May 18, 2005
The English Department: Why Study
The English Department: Why Study Anywhere Else?
As you may be aware, dear reader, university graduations are drawing apace, and soon your little ne’er-do-well, college diploma in hand, will be re-inhabiting your dank basement. Accordingly, these next few days may well be the end of his carefree years of drinking like an Irish longshoreman and engaging in strenuous bouts of acquaintance rape.It gets one a bit misty-eyed, doesn’t it?
Yet we, the crack young staff of “The Hatemonger’s Quarterly,” have taken the last few weeks of the university schedule to prowl around Al Gore’s World-Wide Web in order to keep up with the latest academic fashions. What, we collectively wondered, are hip college professors studying these days? What makes the Middle Eastern Studies Department tick? Other than that package from Hamas, of course.
Naturally, dear reader, one of the best ways to find out what’s au courant in academe is an investigation of dissertation topics. If soon-to-be-unemployed graduate students are studying it, you know it’s chic.
As such, the Official Academic Prowling Department here at “The Hatemonger’s Quarterly” spent well over an hour searching the Internet in the hunt for current dissertation projects at universities in these here United States of America.

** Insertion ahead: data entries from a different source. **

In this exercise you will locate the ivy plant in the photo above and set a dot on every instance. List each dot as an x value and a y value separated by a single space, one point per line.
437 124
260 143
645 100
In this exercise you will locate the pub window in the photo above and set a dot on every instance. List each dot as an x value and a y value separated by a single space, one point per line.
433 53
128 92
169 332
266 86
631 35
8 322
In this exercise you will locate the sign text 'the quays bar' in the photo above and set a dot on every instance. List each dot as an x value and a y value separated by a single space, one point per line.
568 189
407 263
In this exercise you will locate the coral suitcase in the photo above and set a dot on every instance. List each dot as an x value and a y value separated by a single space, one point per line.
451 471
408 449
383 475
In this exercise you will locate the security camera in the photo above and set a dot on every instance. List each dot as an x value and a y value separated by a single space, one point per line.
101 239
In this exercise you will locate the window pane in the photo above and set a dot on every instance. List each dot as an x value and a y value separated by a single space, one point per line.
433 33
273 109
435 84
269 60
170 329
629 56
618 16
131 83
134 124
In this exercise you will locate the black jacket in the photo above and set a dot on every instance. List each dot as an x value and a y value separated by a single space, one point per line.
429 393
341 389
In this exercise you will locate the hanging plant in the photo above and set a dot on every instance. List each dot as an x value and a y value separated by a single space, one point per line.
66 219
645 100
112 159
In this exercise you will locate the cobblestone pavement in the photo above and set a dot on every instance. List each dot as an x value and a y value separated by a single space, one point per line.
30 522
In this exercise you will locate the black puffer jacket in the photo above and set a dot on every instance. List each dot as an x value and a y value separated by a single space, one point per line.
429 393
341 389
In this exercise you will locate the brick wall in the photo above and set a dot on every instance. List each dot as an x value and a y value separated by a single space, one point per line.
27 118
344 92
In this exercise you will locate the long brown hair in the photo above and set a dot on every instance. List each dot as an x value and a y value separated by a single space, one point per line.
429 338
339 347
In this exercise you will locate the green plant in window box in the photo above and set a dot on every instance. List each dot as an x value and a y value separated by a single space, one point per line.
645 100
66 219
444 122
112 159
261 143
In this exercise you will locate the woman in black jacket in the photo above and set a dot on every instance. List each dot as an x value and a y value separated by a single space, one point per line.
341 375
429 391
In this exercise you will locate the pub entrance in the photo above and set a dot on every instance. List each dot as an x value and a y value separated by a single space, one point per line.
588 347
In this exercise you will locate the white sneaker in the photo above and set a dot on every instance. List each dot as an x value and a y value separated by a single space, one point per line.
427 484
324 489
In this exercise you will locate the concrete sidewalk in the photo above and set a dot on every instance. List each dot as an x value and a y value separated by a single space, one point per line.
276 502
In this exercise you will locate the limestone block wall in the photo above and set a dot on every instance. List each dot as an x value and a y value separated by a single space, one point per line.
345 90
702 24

During the midst of this investigation, dear reader, the Official Academic Prowling Department came upon a rather interesting conclusion. As far as we, the crack young staff of “The Hatemonger’s Quartery,” can tell, graduate students in English don’t study English literature.
Even more intriguingly, graduate students in Comparative Literature neither write about literature nor compare things.
Perhaps this is a rather old story for those venerable culture warriors among you. Many of today’s academic departments have eschewed their fields’ ostensible subject matters in favor or noxious political hectoring. Hence so many dissertation titles begin with the words “Queering the Other.”
Call us behind the curve, but we still find this a rather odd situation. After all, you don’t very well see Mathematics students writing dissertations on the aesthetics of music. And those in Business Administration don’t tend to write about William Faulkner.
So why do those in English and Comparative Literature feel as if their training miraculously transforms them into experts on practically everything? Why do English professors appear to believe that they are the world’s leading experts on the World Trade Organization, origami, transgender bathrooms, and NASCAR?
The answer, of course, is what contemporary graduate students call—without a trace of irony, alas—theory. Apparently, a few reader-proof pages of Jacques Lacan turn anyone into an instant authority on particle physics, Tampax, neo-conservatism, and the War of 1812.
This has all compelled us, the crack young staff of “The Hatemonger’s Quarterly,” to urge universities nationwide to disband all academic departments besides English and Comparative Literature. With these omnipotent experts on board, why would a college require any other faculty members?